Historic Inauguration Day protests? Organizers still waiting for permits

Groups planning to protest in Washington, D.C., around Inauguration Day are worried that they haven't received a permit yet, with some alleging a plot to quash dissent.

Mike Theiler/Reuters
Demonstrators march against President-elect Donald Trump's election in downtown Washington, D.C., after leaving Lafayette Park, near the White House, on Nov. 12, 2016.

After thousands of Americans took to the streets to protests against President-elect Donald Trump after the elections, more marches may be staged around Inauguration Day on Jan. 20, 2017 – provided they are given permits in time.
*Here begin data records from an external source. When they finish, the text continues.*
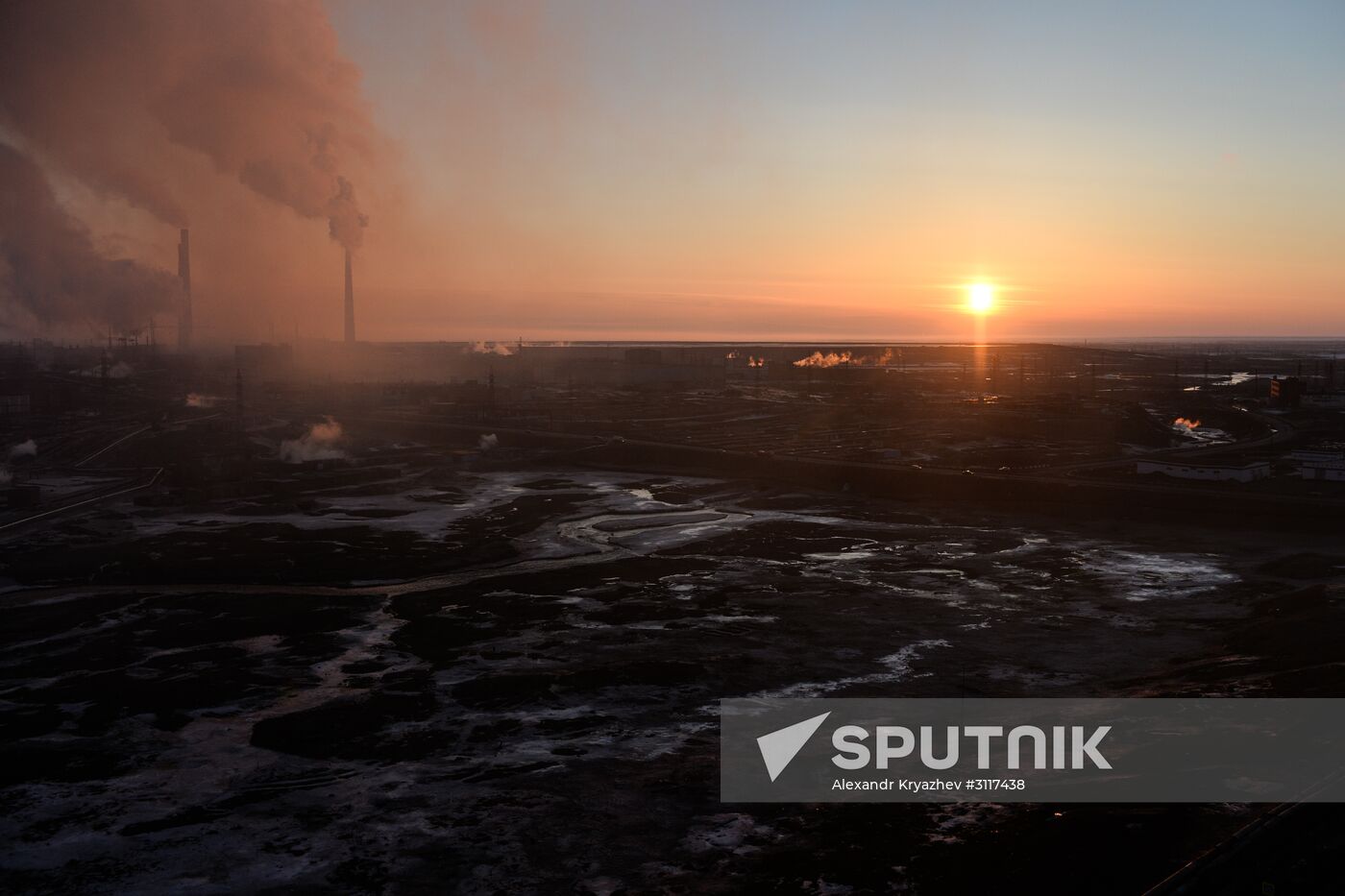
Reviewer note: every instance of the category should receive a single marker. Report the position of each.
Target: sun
(981, 298)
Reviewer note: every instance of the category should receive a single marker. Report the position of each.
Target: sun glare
(981, 298)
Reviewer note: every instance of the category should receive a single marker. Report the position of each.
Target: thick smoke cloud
(50, 268)
(111, 91)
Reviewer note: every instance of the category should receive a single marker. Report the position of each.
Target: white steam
(319, 443)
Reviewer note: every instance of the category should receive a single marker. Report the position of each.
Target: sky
(818, 171)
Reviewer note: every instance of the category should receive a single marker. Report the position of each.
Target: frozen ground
(506, 681)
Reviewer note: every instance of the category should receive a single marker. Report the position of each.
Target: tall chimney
(184, 309)
(350, 303)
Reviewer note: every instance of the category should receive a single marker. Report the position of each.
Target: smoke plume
(111, 93)
(50, 269)
(844, 358)
(319, 443)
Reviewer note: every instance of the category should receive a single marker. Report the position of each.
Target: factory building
(1206, 472)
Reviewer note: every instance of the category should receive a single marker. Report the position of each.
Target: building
(1287, 392)
(1320, 466)
(1206, 472)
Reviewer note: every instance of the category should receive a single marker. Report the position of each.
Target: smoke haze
(50, 269)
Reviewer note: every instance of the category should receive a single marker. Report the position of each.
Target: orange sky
(804, 171)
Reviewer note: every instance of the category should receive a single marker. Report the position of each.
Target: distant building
(1322, 466)
(1287, 392)
(1206, 472)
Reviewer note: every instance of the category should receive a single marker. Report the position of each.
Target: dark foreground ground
(504, 680)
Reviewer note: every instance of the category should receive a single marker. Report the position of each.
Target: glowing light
(981, 298)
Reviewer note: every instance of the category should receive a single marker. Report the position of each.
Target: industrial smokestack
(350, 303)
(184, 275)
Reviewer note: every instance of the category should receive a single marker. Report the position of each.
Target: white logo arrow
(780, 747)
Several groups seeking to protest at the capital around the inauguration are concerned that they still have not received a permit from the National Park Service (NPS). The Partnership for Civil Justice Fund, a civil rights group that has previously litigated on behalf of Washington, D.C., protestors, alleged on Wednesday that the NPS is suppressing dissent by blocking access to public land. 

In response to media inquiries, the NPS said they are still processing applications, and that doing so is not unusual in early December. The heightened tension in this year’s elections and the subsequent wave of protests, however, mean that there is more competition for space – between protesters, and with inauguration organizers – in the capital. 

“This is always the way it happens,” Mike Litterst, a spokesman for NPS, told The Washington Post. “What makes this so complicated is that not only is this inauguration, but because there has been so much interest on both sides of this election, we are seeing all of these extra events that want to take place at the same time.”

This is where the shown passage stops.